Hit-Parade

 

Les recherches policières lors de la crise d'Octobre 1970


Les enlèvements de M.M. Cross et Laporte

Lors des deux enlèvements, ceux de Cross et de Laporte, la police installa d'énormes dispositifs de sécurité tout autour de la ville de Montréal, bloquant ponts et tunnel, mais les recherches furent rapidement abandonnées. En effet, le FLQ lui avait échappé. À l'aube du 7 octobre, la police lança une première rafle qui lui permettra d'appréhender Réal Michon et Georges Campeau. Peu de temps auparavant, elle avait reçu d'un informateur une liste de cinq ravisseurs potentiels : Jacques Lanctôt, Nigel Hamer, Gilles Cossette, Réal Michon et Georges Campeau. Mais Nigel Hamer, qui habite avec Michon, n'était pas sur la liste prioritaire et ne sera pas arrêté ni même interrogé.
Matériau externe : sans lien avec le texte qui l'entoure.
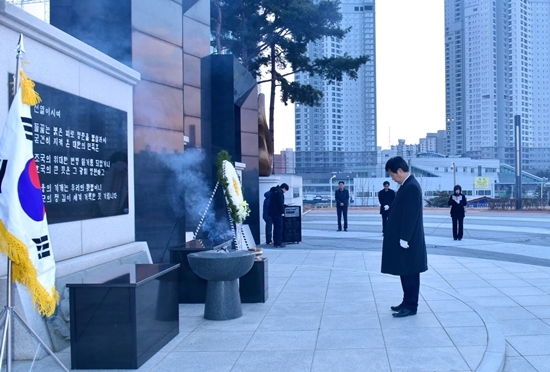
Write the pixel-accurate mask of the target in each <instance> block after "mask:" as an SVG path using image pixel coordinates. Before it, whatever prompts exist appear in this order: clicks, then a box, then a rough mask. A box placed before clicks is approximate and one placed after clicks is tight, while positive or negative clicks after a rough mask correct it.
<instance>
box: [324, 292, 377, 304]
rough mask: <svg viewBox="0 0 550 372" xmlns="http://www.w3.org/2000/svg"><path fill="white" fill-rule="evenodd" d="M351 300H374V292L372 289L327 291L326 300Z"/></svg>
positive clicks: (355, 300)
mask: <svg viewBox="0 0 550 372" xmlns="http://www.w3.org/2000/svg"><path fill="white" fill-rule="evenodd" d="M349 301H374V294H373V293H372V292H371V291H334V290H329V291H327V292H326V302H349Z"/></svg>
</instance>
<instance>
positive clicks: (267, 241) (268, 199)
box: [262, 191, 273, 244]
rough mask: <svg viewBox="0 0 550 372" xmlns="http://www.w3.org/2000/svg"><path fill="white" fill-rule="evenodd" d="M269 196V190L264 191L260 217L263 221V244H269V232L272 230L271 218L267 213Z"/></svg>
mask: <svg viewBox="0 0 550 372" xmlns="http://www.w3.org/2000/svg"><path fill="white" fill-rule="evenodd" d="M270 198H271V191H266V192H265V194H264V208H263V213H262V218H263V219H264V221H265V244H271V233H272V232H273V220H272V219H271V216H270V215H269V199H270Z"/></svg>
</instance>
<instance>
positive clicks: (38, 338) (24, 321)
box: [0, 34, 69, 372]
mask: <svg viewBox="0 0 550 372" xmlns="http://www.w3.org/2000/svg"><path fill="white" fill-rule="evenodd" d="M15 51H16V52H17V57H16V59H17V66H16V68H15V75H14V77H13V95H14V96H15V95H16V93H17V90H18V89H19V83H20V80H21V74H20V73H21V60H22V58H23V53H25V47H24V45H23V34H19V42H18V43H17V47H16V48H15ZM6 257H7V261H8V271H7V284H6V285H7V291H6V305H5V306H4V310H2V314H3V313H5V315H6V318H5V319H4V331H3V335H2V345H1V352H0V370H1V369H2V361H3V360H4V351H5V352H6V354H5V356H6V372H11V368H12V359H13V315H15V319H17V320H19V321H20V322H21V325H22V326H23V328H24V329H25V330H26V331H27V332H28V333H30V334H31V336H33V337H34V339H35V340H36V342H38V344H39V345H38V346H39V347H40V346H42V347H43V348H44V351H46V353H48V354H49V355H50V356H51V357H52V358H53V359H54V361H55V362H56V363H57V364H58V365H59V367H61V369H62V370H63V371H65V372H69V370H68V369H67V368H66V367H65V365H64V364H63V363H62V362H61V361H60V360H59V359H58V358H57V357H56V356H55V354H54V353H53V351H51V350H50V348H48V346H47V345H46V344H45V343H44V341H42V339H41V338H40V336H38V334H37V333H36V332H35V331H34V330H33V329H32V328H31V326H30V325H29V324H28V323H27V322H26V321H25V320H24V319H23V318H22V317H21V316H20V315H19V314H18V313H17V311H16V310H15V309H14V308H13V292H12V290H13V283H12V276H13V270H12V261H11V259H10V258H9V256H6ZM35 357H36V356H35ZM33 364H34V361H33Z"/></svg>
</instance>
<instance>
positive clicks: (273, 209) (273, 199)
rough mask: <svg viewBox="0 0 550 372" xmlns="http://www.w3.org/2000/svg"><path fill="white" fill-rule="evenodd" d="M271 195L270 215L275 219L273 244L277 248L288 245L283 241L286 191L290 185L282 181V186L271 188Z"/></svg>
mask: <svg viewBox="0 0 550 372" xmlns="http://www.w3.org/2000/svg"><path fill="white" fill-rule="evenodd" d="M270 191H271V196H270V197H269V216H270V217H271V220H272V221H273V246H274V247H277V248H282V247H286V244H285V243H283V217H284V216H285V195H284V194H285V192H287V191H288V185H287V184H286V183H282V184H281V185H280V186H273V187H272V188H271V190H270Z"/></svg>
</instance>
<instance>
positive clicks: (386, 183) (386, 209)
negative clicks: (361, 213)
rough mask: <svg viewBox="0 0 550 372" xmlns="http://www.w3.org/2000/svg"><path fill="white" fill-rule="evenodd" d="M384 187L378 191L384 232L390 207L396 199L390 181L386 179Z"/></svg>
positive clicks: (378, 195)
mask: <svg viewBox="0 0 550 372" xmlns="http://www.w3.org/2000/svg"><path fill="white" fill-rule="evenodd" d="M383 186H384V188H383V189H382V190H380V191H378V202H379V203H380V214H381V215H382V233H384V226H386V221H387V220H388V216H389V215H390V208H391V205H392V203H393V200H394V199H395V191H393V190H392V189H390V183H389V182H388V181H384V183H383Z"/></svg>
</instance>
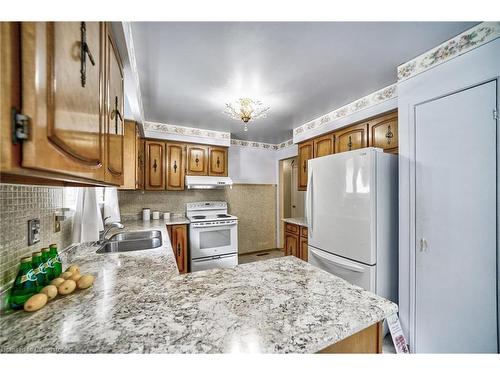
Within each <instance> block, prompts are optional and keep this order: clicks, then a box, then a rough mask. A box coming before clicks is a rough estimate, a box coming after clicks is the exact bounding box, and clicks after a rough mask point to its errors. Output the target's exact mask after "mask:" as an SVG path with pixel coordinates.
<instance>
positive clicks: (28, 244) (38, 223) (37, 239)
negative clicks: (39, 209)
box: [28, 219, 40, 246]
mask: <svg viewBox="0 0 500 375" xmlns="http://www.w3.org/2000/svg"><path fill="white" fill-rule="evenodd" d="M38 242H40V219H31V220H28V246H31V245H34V244H36V243H38Z"/></svg>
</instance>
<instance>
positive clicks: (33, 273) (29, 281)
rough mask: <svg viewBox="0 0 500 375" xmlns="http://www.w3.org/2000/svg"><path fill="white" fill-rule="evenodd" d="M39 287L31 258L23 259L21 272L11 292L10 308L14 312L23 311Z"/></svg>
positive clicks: (14, 280) (20, 267) (16, 277)
mask: <svg viewBox="0 0 500 375" xmlns="http://www.w3.org/2000/svg"><path fill="white" fill-rule="evenodd" d="M37 287H38V283H37V278H36V276H35V271H34V270H33V266H32V264H31V257H25V258H22V259H21V266H20V268H19V272H18V273H17V276H16V279H15V280H14V285H12V289H11V291H10V297H9V304H10V307H11V308H12V309H14V310H19V309H22V308H23V305H24V302H26V301H27V300H28V299H29V298H30V297H31V296H32V295H33V294H35V293H36V292H37Z"/></svg>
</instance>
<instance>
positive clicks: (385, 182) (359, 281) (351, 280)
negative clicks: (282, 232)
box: [306, 148, 398, 302]
mask: <svg viewBox="0 0 500 375" xmlns="http://www.w3.org/2000/svg"><path fill="white" fill-rule="evenodd" d="M397 160H398V158H397V156H396V155H391V154H387V153H384V152H383V151H382V150H381V149H377V148H363V149H360V150H355V151H349V152H343V153H339V154H334V155H329V156H324V157H320V158H317V159H312V160H309V162H308V184H307V193H306V216H307V222H308V226H309V228H308V234H309V238H308V248H309V263H311V264H312V265H315V266H317V267H319V268H321V269H323V270H325V271H328V272H330V273H332V274H334V275H336V276H339V277H341V278H343V279H345V280H347V281H348V282H350V283H352V284H355V285H358V286H360V287H362V288H364V289H366V290H369V291H371V292H373V293H376V294H378V295H380V296H383V297H385V298H388V299H390V300H392V301H394V302H397V297H398V174H397V173H398V168H397Z"/></svg>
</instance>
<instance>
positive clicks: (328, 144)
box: [313, 134, 335, 158]
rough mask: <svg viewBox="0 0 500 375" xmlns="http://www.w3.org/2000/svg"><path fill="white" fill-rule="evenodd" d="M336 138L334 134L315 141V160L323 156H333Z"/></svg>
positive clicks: (313, 144)
mask: <svg viewBox="0 0 500 375" xmlns="http://www.w3.org/2000/svg"><path fill="white" fill-rule="evenodd" d="M334 141H335V137H334V136H333V134H327V135H324V136H322V137H318V138H315V139H313V145H314V154H313V156H314V157H315V158H319V157H321V156H326V155H330V154H333V152H334V150H335V148H334Z"/></svg>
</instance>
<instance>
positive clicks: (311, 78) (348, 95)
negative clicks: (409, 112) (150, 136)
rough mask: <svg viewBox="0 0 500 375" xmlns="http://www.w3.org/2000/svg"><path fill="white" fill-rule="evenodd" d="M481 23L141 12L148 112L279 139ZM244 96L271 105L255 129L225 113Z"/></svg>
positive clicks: (144, 89)
mask: <svg viewBox="0 0 500 375" xmlns="http://www.w3.org/2000/svg"><path fill="white" fill-rule="evenodd" d="M476 23H477V22H437V23H431V22H392V23H391V22H366V23H360V22H328V23H288V22H286V23H279V22H270V23H262V22H249V23H242V22H234V23H227V22H212V23H202V22H188V23H182V22H136V23H133V24H132V32H133V38H134V45H135V52H136V60H137V66H138V71H139V80H140V84H141V95H142V101H143V105H144V116H145V119H146V120H147V121H157V122H162V123H168V124H176V125H183V126H190V127H197V128H202V129H213V130H223V131H230V132H231V136H232V137H233V138H237V139H246V140H254V141H260V142H269V143H278V142H281V141H283V140H286V139H289V138H291V137H292V129H293V128H295V127H297V126H300V125H302V124H303V123H305V122H307V121H309V120H312V119H314V118H316V117H318V116H320V115H322V114H324V113H326V112H329V111H331V110H333V109H336V108H338V107H341V106H342V105H345V104H347V103H349V102H351V101H353V100H355V99H358V98H360V97H362V96H365V95H367V94H369V93H371V92H373V91H375V90H377V89H380V88H382V87H384V86H387V85H390V84H392V83H394V82H396V67H397V66H398V65H399V64H401V63H404V62H406V61H408V60H410V59H412V58H413V57H415V56H417V55H419V54H421V53H423V52H425V51H426V50H429V49H431V48H433V47H435V46H436V45H438V44H440V43H442V42H443V41H445V40H447V39H449V38H451V37H453V36H455V35H457V34H459V33H461V32H462V31H464V30H466V29H468V28H470V27H472V26H473V25H475V24H476ZM122 54H123V53H122ZM241 96H250V97H252V98H254V99H259V100H261V101H263V102H264V103H265V104H267V105H269V106H271V109H270V111H269V115H268V117H267V118H266V119H261V120H257V121H255V122H253V123H252V124H251V126H250V127H249V130H248V132H244V131H243V126H242V124H241V123H240V122H239V121H236V120H232V119H230V118H228V117H227V116H226V115H224V114H223V113H222V111H223V110H224V103H225V102H227V101H230V100H234V99H237V98H239V97H241Z"/></svg>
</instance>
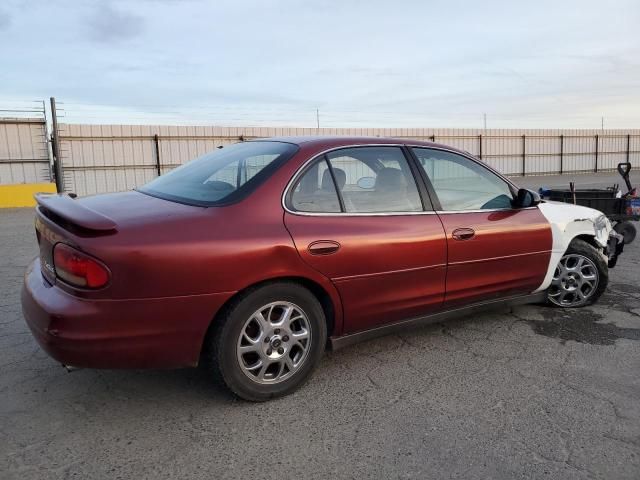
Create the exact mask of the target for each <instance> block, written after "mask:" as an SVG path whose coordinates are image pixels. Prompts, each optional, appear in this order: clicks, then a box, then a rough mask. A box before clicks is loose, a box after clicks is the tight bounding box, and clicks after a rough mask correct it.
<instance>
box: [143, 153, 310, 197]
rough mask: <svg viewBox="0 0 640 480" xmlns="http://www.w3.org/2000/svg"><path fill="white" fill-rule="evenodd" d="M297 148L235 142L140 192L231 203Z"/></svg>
mask: <svg viewBox="0 0 640 480" xmlns="http://www.w3.org/2000/svg"><path fill="white" fill-rule="evenodd" d="M297 151H298V147H297V146H296V145H293V144H291V143H283V142H246V143H236V144H235V145H231V146H229V147H225V148H222V149H219V150H215V151H214V152H211V153H208V154H206V155H203V156H202V157H200V158H197V159H195V160H192V161H190V162H189V163H186V164H185V165H182V166H181V167H178V168H176V169H174V170H171V171H170V172H169V173H165V174H164V175H161V176H159V177H158V178H156V179H155V180H153V181H151V182H149V183H147V184H146V185H144V186H143V187H142V188H140V189H139V191H140V192H142V193H146V194H148V195H153V196H155V197H160V198H164V199H166V200H172V201H175V202H180V203H186V204H189V205H198V206H213V205H224V204H227V203H232V202H235V201H238V200H240V199H242V198H244V197H245V196H247V195H248V194H249V193H251V192H252V191H253V190H254V189H255V188H256V187H257V186H258V185H259V184H260V183H262V182H263V181H264V180H265V179H266V178H268V177H269V176H270V175H271V174H272V173H273V172H274V171H275V170H276V169H278V167H279V166H280V165H282V164H283V163H284V162H286V161H287V160H289V159H290V158H291V157H292V156H293V155H294V154H295V153H296V152H297Z"/></svg>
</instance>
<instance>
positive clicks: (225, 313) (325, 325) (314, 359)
mask: <svg viewBox="0 0 640 480" xmlns="http://www.w3.org/2000/svg"><path fill="white" fill-rule="evenodd" d="M281 301H282V302H290V303H292V304H295V305H296V306H297V307H299V308H300V309H301V310H302V311H303V313H304V314H305V315H306V318H307V320H308V327H309V329H310V331H311V341H310V344H309V345H308V347H307V348H308V351H307V353H306V357H305V359H304V360H303V362H302V364H301V365H300V366H299V367H297V369H296V370H295V371H294V372H293V373H292V374H291V375H290V376H289V377H288V378H286V379H284V380H282V381H280V382H279V383H273V384H263V383H258V382H257V381H254V380H253V379H251V378H249V376H248V375H247V374H246V373H245V372H244V371H243V369H242V367H241V366H240V361H239V359H238V356H237V350H236V349H237V348H238V339H239V338H240V335H241V334H242V332H243V330H244V329H245V328H246V325H245V322H246V321H247V320H248V319H249V318H251V316H252V315H253V314H254V312H256V311H257V310H259V309H260V308H262V307H263V306H265V305H268V304H270V303H273V302H281ZM326 341H327V323H326V320H325V315H324V311H323V309H322V306H321V305H320V302H319V301H318V299H317V298H316V297H315V296H314V295H313V294H312V293H311V292H310V291H309V290H307V289H306V288H304V287H303V286H302V285H300V284H298V283H295V282H277V283H270V284H266V285H264V286H261V287H258V288H255V289H251V290H249V291H247V292H246V293H245V294H244V295H242V296H241V297H239V298H237V299H235V300H234V301H233V302H232V303H231V304H230V305H228V306H227V308H225V309H224V311H222V312H221V314H220V315H218V317H217V318H216V319H215V320H214V323H213V324H212V326H211V329H210V332H209V334H208V335H207V338H206V339H205V345H204V352H203V356H204V358H203V360H204V366H205V368H207V370H208V371H209V372H210V373H211V374H212V375H213V376H214V377H215V378H216V379H218V380H222V382H223V383H224V385H226V387H227V388H228V389H229V390H231V392H233V393H234V394H235V395H237V396H238V397H240V398H243V399H245V400H249V401H252V402H263V401H266V400H269V399H272V398H276V397H282V396H284V395H288V394H290V393H292V392H293V391H295V390H296V389H298V388H299V387H300V386H302V384H303V383H304V382H305V381H306V380H307V379H308V378H309V377H310V375H311V373H312V371H313V370H314V368H315V367H316V366H317V364H318V362H319V360H320V358H322V354H323V353H324V349H325V345H326Z"/></svg>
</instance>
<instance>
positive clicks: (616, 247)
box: [593, 215, 624, 268]
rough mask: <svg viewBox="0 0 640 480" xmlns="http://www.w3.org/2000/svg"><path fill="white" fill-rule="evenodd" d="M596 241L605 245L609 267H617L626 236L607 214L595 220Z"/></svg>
mask: <svg viewBox="0 0 640 480" xmlns="http://www.w3.org/2000/svg"><path fill="white" fill-rule="evenodd" d="M593 227H594V233H595V238H596V241H597V242H598V243H599V244H600V245H602V246H603V247H604V253H605V255H606V256H607V265H608V266H609V268H613V267H615V265H616V263H617V262H618V256H619V255H620V254H621V253H622V250H623V249H624V237H623V236H622V235H620V234H619V233H618V232H616V231H615V230H614V229H613V227H612V226H611V222H610V221H609V219H608V218H607V217H606V216H605V215H600V216H599V217H597V218H596V219H595V220H594V221H593Z"/></svg>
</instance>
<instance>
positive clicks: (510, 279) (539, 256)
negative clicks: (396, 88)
mask: <svg viewBox="0 0 640 480" xmlns="http://www.w3.org/2000/svg"><path fill="white" fill-rule="evenodd" d="M413 152H414V153H415V155H416V156H417V158H418V161H419V165H420V166H421V167H422V168H423V170H424V173H425V174H426V176H427V177H428V180H429V183H430V184H431V185H430V187H431V189H432V190H431V192H432V196H433V197H434V203H436V202H437V203H439V205H437V210H438V215H439V216H440V219H441V220H442V224H443V226H444V229H445V232H446V236H447V247H448V259H447V280H446V296H445V306H447V307H453V306H457V305H461V304H470V303H475V302H479V301H482V300H488V299H491V298H499V297H506V296H510V295H517V294H525V293H531V292H533V291H534V290H535V289H536V288H538V287H539V286H540V285H541V284H542V281H543V279H544V277H545V275H546V273H547V268H548V265H549V260H550V257H551V242H552V237H551V227H550V225H549V223H548V222H547V220H546V219H545V217H544V216H543V215H542V213H541V212H540V210H539V209H538V207H530V208H514V207H513V206H512V201H513V198H514V197H513V194H514V191H513V188H512V187H511V186H510V185H509V184H508V183H507V182H506V181H505V180H504V179H503V178H501V177H500V176H498V175H496V174H495V173H494V172H493V171H491V170H490V169H488V168H487V167H486V166H484V165H482V164H481V163H480V162H477V161H475V160H472V159H471V158H468V157H465V156H463V155H460V154H457V153H454V152H450V151H446V150H440V149H431V148H413Z"/></svg>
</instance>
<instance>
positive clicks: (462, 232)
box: [451, 228, 476, 240]
mask: <svg viewBox="0 0 640 480" xmlns="http://www.w3.org/2000/svg"><path fill="white" fill-rule="evenodd" d="M475 235H476V231H475V230H474V229H473V228H456V229H455V230H454V231H453V233H452V234H451V236H452V237H453V238H454V240H471V239H472V238H473V237H474V236H475Z"/></svg>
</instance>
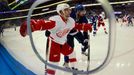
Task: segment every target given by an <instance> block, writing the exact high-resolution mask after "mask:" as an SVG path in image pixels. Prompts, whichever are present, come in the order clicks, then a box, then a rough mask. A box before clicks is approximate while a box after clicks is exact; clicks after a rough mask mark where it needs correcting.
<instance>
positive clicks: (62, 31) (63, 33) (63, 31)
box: [56, 28, 70, 38]
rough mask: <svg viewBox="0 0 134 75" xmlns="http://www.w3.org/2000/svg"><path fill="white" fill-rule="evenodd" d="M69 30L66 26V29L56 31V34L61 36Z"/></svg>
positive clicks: (64, 35)
mask: <svg viewBox="0 0 134 75" xmlns="http://www.w3.org/2000/svg"><path fill="white" fill-rule="evenodd" d="M69 31H70V29H68V28H67V29H64V30H61V31H59V32H57V33H56V35H57V36H58V37H60V38H61V37H63V36H65V35H66V34H67V33H68V32H69Z"/></svg>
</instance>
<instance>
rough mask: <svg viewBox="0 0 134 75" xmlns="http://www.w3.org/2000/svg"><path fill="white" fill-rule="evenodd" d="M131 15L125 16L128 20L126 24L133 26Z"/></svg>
mask: <svg viewBox="0 0 134 75" xmlns="http://www.w3.org/2000/svg"><path fill="white" fill-rule="evenodd" d="M132 18H133V17H132V16H131V15H128V17H127V20H128V26H130V25H131V26H133V21H132Z"/></svg>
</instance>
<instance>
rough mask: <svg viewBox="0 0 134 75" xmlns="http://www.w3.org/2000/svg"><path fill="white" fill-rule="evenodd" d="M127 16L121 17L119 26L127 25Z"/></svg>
mask: <svg viewBox="0 0 134 75" xmlns="http://www.w3.org/2000/svg"><path fill="white" fill-rule="evenodd" d="M127 19H128V15H127V14H125V15H124V16H123V17H122V24H121V26H122V25H127V23H128V20H127Z"/></svg>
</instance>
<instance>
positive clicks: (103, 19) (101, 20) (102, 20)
mask: <svg viewBox="0 0 134 75" xmlns="http://www.w3.org/2000/svg"><path fill="white" fill-rule="evenodd" d="M103 15H104V14H103V13H101V14H100V15H99V16H98V28H97V31H98V29H99V28H100V26H101V25H102V27H103V28H104V32H105V34H108V33H107V31H106V27H105V23H104V16H103Z"/></svg>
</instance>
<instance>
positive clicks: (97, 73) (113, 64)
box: [1, 21, 134, 75]
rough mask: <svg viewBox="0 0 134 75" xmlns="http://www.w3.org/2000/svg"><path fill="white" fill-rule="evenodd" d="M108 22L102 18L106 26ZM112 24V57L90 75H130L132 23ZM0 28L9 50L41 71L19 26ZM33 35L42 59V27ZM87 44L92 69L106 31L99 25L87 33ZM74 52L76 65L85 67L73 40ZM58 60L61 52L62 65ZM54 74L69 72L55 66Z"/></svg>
mask: <svg viewBox="0 0 134 75" xmlns="http://www.w3.org/2000/svg"><path fill="white" fill-rule="evenodd" d="M108 25H109V24H108V22H107V21H106V28H107V30H108ZM116 27H117V31H116V32H117V33H116V48H115V52H114V56H113V59H112V61H111V62H110V64H109V65H108V66H107V67H106V68H104V69H103V70H102V71H100V72H98V73H95V74H93V75H134V64H133V63H134V27H131V26H130V27H127V26H122V27H121V24H120V23H117V24H116ZM4 31H5V32H4V37H2V38H1V42H2V44H3V45H4V46H5V47H6V48H7V49H8V51H9V53H10V54H11V55H12V56H13V57H14V58H15V59H16V60H18V61H19V62H21V63H22V64H23V65H25V67H27V68H28V69H30V70H31V71H33V72H34V73H35V74H37V75H44V70H45V69H44V64H43V63H42V62H41V61H40V60H39V59H38V58H37V57H36V55H35V54H34V52H33V50H32V47H31V44H30V41H29V37H28V36H26V37H21V36H20V34H19V27H17V31H14V29H13V28H8V29H5V30H4ZM33 37H34V42H35V45H36V48H37V50H38V52H39V53H40V55H41V56H42V57H43V58H44V59H45V49H46V48H45V46H46V37H45V33H44V31H37V32H34V33H33ZM90 46H91V50H90V51H91V53H90V56H91V61H90V69H94V68H96V67H97V66H99V65H100V64H101V63H102V62H103V60H104V58H105V56H106V53H107V48H108V35H106V34H105V33H104V31H103V28H102V27H101V28H100V29H99V31H98V33H97V35H96V36H95V37H94V36H93V34H92V33H90ZM75 52H76V57H77V60H78V62H77V64H76V65H77V67H78V68H79V69H80V70H82V69H83V70H86V67H87V57H86V56H83V55H82V54H81V45H80V44H79V43H78V42H77V41H76V40H75ZM62 64H63V55H62V58H61V62H60V64H59V65H60V66H62ZM56 75H72V73H67V72H63V71H59V70H58V71H57V74H56Z"/></svg>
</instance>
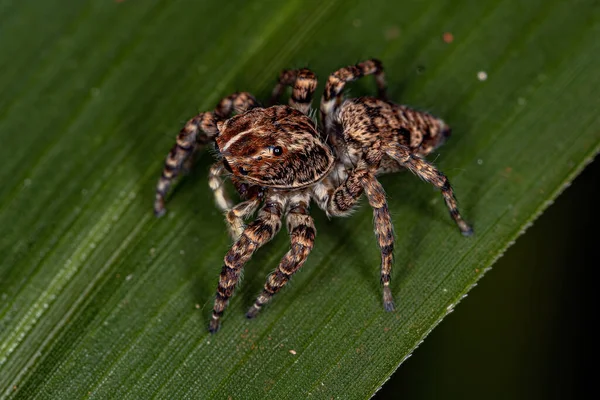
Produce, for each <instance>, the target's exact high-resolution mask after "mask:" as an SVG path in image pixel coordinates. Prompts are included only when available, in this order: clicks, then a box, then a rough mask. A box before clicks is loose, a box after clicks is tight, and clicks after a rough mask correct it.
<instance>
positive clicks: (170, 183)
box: [154, 92, 259, 217]
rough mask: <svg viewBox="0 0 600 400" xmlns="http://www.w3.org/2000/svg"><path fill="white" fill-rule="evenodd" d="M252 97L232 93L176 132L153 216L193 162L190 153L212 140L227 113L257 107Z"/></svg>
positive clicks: (255, 100)
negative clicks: (170, 188) (209, 110)
mask: <svg viewBox="0 0 600 400" xmlns="http://www.w3.org/2000/svg"><path fill="white" fill-rule="evenodd" d="M258 106H259V104H258V102H257V101H256V99H255V98H254V97H253V96H252V95H251V94H250V93H247V92H241V93H234V94H232V95H230V96H227V97H225V98H224V99H223V100H221V101H220V102H219V104H218V105H217V107H216V109H215V110H214V111H213V112H205V113H200V114H198V115H197V116H195V117H194V118H192V119H190V120H189V121H188V122H186V124H185V125H184V127H183V129H181V131H180V132H179V135H177V142H176V143H175V145H174V146H173V147H172V148H171V151H170V152H169V155H168V156H167V159H166V161H165V166H164V168H163V172H162V175H161V177H160V179H159V181H158V184H157V186H156V197H155V200H154V214H155V215H156V216H157V217H160V216H162V215H164V213H165V211H166V210H165V197H166V195H167V193H168V191H169V189H170V188H171V186H172V185H173V181H174V180H175V178H176V177H177V176H178V175H179V174H180V173H181V172H182V171H184V170H189V169H190V168H191V167H192V163H193V159H194V157H193V154H194V153H197V151H198V150H199V149H201V148H202V147H204V146H205V145H206V144H208V143H210V142H212V141H213V140H214V138H215V136H216V135H217V134H218V133H219V131H218V129H217V121H220V120H223V119H226V118H229V116H230V115H231V113H232V112H233V111H234V110H235V111H236V112H245V111H247V110H250V109H252V108H255V107H258Z"/></svg>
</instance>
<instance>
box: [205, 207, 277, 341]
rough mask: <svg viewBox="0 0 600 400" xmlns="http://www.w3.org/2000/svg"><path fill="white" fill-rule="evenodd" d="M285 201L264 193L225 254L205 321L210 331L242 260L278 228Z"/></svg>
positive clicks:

C'est pourtant le seul des ravisseurs de Cross que la police pourrait repérer mais les responsables de l'enquête ne croient pas que Hamer puisse être dans le coup, tout simplement. Il s'agit là d'une des plus graves erreurs policières survenues durant la crise.

Le lieu de détention de M. Laporte

Le 13 octobre 1970, la police prit Paul Rose en filature, mais perdit sa trace, à deux reprises. Le 14 octobre, elle passa plusieurs fois devant une maison de la rue Armstrong. Plusieurs policiers sortirent de leur voiture, en courant, pour effectuer une descente, sans grand succès.  (Extrait de « Octobre ») Il s'avérera plus tard que les voisins des habitants de cette maison étaient les membres de la cellule Chénier. En effet, le 19 octobre, suite à un appel téléphonique, la police découvrit le domicile de cette cellule. La police n'avait pas permis la diffusion de la photo de Paul Rose, à la télévision, avant le 18 octobre. Mais, la maison était inoccupée. On peut se demander alors ce qui serait arrivé si les autorités policières québécoises avaient accepté de diffuser la photographie de M. Paul Rose dès le jeudi précédent la mort de M. Laporte.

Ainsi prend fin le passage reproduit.